Solving human resources for health problems is a difficult balancing act. NGOs want to employ local health care workers, but do not want to relocate them from areas of health need; overseas doctors rarely provide a permanent solution. Although acute care is essential in many situations, for lasting solutions I believe that change needs to take place at an administrative level and until this happens, the problems highlighted in box 1 will continue. Local doctors should not be blamed for wanting to leave war-torn and impoverished countries but as a medical community, from students to consultants, we should be pressurising governments through NGOs and our nominated unions for better working conditions for our international colleagues.

References

  1. World Health Organisation. World health report 2006: working together for health. Geneva: World Health Organisation; 2006.

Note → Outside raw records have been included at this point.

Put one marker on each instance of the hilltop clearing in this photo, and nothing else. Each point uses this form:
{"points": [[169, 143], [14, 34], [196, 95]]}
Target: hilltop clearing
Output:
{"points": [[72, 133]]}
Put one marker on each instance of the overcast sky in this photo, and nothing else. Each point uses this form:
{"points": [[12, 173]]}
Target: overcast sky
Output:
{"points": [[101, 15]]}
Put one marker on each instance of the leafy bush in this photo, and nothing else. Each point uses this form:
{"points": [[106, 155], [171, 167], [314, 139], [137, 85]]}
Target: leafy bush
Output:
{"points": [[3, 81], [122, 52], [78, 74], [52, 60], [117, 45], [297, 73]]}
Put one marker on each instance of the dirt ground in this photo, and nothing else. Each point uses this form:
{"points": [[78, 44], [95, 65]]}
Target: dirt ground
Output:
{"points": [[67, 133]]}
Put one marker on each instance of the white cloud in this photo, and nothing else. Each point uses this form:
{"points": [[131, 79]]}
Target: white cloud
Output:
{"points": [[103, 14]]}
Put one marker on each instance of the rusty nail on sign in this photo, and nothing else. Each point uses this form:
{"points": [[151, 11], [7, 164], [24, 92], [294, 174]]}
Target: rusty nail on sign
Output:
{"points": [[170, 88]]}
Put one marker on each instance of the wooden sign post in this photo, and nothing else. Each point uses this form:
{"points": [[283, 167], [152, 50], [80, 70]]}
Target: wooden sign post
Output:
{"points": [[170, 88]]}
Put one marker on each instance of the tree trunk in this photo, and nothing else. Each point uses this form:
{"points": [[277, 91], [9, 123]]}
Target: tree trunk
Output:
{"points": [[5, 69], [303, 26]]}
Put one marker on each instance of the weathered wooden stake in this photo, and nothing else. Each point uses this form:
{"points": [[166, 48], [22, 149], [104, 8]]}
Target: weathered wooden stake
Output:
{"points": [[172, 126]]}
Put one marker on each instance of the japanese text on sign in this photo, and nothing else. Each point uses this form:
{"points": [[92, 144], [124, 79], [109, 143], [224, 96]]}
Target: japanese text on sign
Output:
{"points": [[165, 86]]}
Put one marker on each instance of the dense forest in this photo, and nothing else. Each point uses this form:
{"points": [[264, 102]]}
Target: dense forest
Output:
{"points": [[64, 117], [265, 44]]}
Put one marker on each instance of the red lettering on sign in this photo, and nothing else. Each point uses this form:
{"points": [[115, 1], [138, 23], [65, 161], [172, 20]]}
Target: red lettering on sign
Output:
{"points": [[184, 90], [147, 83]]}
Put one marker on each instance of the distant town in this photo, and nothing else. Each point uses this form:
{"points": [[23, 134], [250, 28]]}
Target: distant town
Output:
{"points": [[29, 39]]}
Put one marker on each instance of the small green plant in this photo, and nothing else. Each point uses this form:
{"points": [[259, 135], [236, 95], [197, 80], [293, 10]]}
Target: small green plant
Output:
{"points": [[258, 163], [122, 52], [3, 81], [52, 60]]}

  2. Robinson M, Clark P. Forging solutions to health worker migration. Lancet 2008;371:691-93
  3. Martineau T, Decker K, Bundred P. “Brain drain” of health professionals: from rhetoric to responsible action. Health policy 2004;70:1-10
  4. Clemens MA, Pettersson G. New data on African health professionals abroad. Human Resources for Health 2008;6:1
  5. Interagency Health Evaluation, Liberia, 2005: final report. http://www.unhcr.org/research/RESEARCH/456ac0682.pdf (last accessed 12/03/08)
  6. The Global Health Workforce Alliance. Strategic plan. 2006. http://www.who.int/workforcealliance/GHWA_STRATEGIC%20PLAN_ENGLISH_WEB.pdf (last accessed 12/03/08)
  7. The Global Health Workforce Alliance. Working groups and task forces. http://www.who.int/workforcealliance/workingroups/en/index.html (last accessed 12/03/08)
  8. HRH Action Framework. http://www.capacityproject.org/framework/ (last accessed 12/03/08)
  9. Merlin. Medical relief, lasting health care. http://www.merlin.org.uk/ (last accessed 12/03/08)
  10. Doull L, Campbell F. Human resources for health in fragile states. Lancet. 2008;371:626-27.